The Ironies of this Immigration Crackdown

Friday 30 September 2011

I don’t often blog about the serious stuff here mostly because a society is just so complicated that it’s really difficult to sum something up in a 500-word blog post.  It’s hard to write something that doesn’t come across as judgmental and stereotypical and most of all, I don’t want to offend anyone however, these are my experiences, good and bad, and my take on what I see and experience.

As I wrote my last post, things were frantic here.  No one knew what was happening or why it was happening.  Rumours were flying, people were panicking, it just wasn’t good all around and I can’t say that things are a whole lot better.  Everything is so ill communicated here and even when they are communicated, they rarely make sense.  When you do find out information, you wonder if you can believe it and worry that things could change quickly and turn volatile.  The biggest fear is that we really have no defense here.  Corruption is rampant; they change & make rules to suit their own benefit and it’s near impossible to defend yourself if they charge you with something.  It can be quite scary and you want to do everything to make sure you don’t come under fire for anything.
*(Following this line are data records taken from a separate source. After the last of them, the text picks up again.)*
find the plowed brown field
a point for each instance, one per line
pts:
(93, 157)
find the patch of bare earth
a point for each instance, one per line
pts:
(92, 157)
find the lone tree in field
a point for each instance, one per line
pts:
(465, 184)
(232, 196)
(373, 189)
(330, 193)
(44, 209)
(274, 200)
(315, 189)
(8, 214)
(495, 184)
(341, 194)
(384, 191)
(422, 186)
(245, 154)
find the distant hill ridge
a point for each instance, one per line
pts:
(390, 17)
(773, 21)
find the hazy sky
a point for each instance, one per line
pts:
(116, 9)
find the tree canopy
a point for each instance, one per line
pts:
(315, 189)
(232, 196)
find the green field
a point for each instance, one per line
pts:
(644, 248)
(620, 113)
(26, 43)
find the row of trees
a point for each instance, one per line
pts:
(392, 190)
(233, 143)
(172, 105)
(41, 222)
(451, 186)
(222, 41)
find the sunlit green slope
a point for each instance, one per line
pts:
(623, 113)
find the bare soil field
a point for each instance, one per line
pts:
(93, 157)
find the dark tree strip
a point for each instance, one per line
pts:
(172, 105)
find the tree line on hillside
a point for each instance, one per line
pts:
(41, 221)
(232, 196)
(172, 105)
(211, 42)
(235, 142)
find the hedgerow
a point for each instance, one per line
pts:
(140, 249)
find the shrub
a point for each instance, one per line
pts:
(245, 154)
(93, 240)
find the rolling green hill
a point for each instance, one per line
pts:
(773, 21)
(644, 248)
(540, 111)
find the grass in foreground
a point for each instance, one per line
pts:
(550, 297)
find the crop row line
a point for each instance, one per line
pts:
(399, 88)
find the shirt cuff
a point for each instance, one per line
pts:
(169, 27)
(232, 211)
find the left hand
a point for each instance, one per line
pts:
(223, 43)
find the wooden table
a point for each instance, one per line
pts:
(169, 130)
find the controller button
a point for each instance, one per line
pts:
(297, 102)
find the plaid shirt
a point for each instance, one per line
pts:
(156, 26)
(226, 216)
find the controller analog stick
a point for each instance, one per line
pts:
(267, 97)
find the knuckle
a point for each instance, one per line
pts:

The checkstops continue and the police continue to ‘visit’ the bases of international companies to conduct their investigation.  Some days they are looking for one thing, others it’s another.  Originally, they were only looking at the men and the few women who work here but yesterday, the police went in to the supermarket and began questioning women.  I’ve heard of a few people being asked to leave within 72 hours and others have been allowed to stay while their name remains on a list.  Some have been advised not to leave as they may not be allowed to re-enter.

In all of this, there are things that just don’t make sense:

  • We were all let in to this country.  We didn’t illegally cross the border or pull up in a fishing boat seeking refuge in Gabon.  All of us have visas or residence cards and we’ve all passed through immigration numerous times in and out of the country.  We go through the lengthy process of acquiring a residence card and then go through the lengthy process of getting exit and entry visas just to travel.  Each time the Gabonese government approves us.  If they don’t want us here, they shouldn’t approve our entry.

  • The majority of international companies try very hard to tow the line of immigration as that is something they really don’t want to have issues with down the road.  It can really hamper their business and relationship with the country.  When the government decides that all foreigners need new documents, the companies try to get those papers as soon as possible to avoid future problems.  In this case, most companies have submitted applications for the newly required work permit but the government currently isn’t issuing them – even though they are required.  I've heard that those without the permit will be fined 1.2 million cfa ($2400) even if they've previously applied for it.

  • There is a trail of paperwork a mile long about every expat here.  I can’t count how many applications I’ve submitted for visas alone not to mention the numerous passport photos I’ve had to get for those applications.  Where does it all go?  Why is it necessary that they pull every expat into the immigration office and copy it all out by hand from our passports?

  • Just a few weeks ago, the Gabonese government and a large international company hosted a large gala in Libreville spending thousands upon thousands of dollars to showcase a new special economic zone in Gabon.  Propaganda is all over the place and the government continues to stress that they welcome new industry and new companies to Gabon.  They continue to tout Gabon as an internationally friendly place to invest when those that are here aren’t feeling very welcome.

We are well aware that we are guests in another country.  We follow their laws and customs and even though we may complain here and there, many of us are happy to have the opportunity to learn about life outside of our own bubbles.  We accept that things are different and we respect that hoping that we are respected in return.  This week we have not felt respected.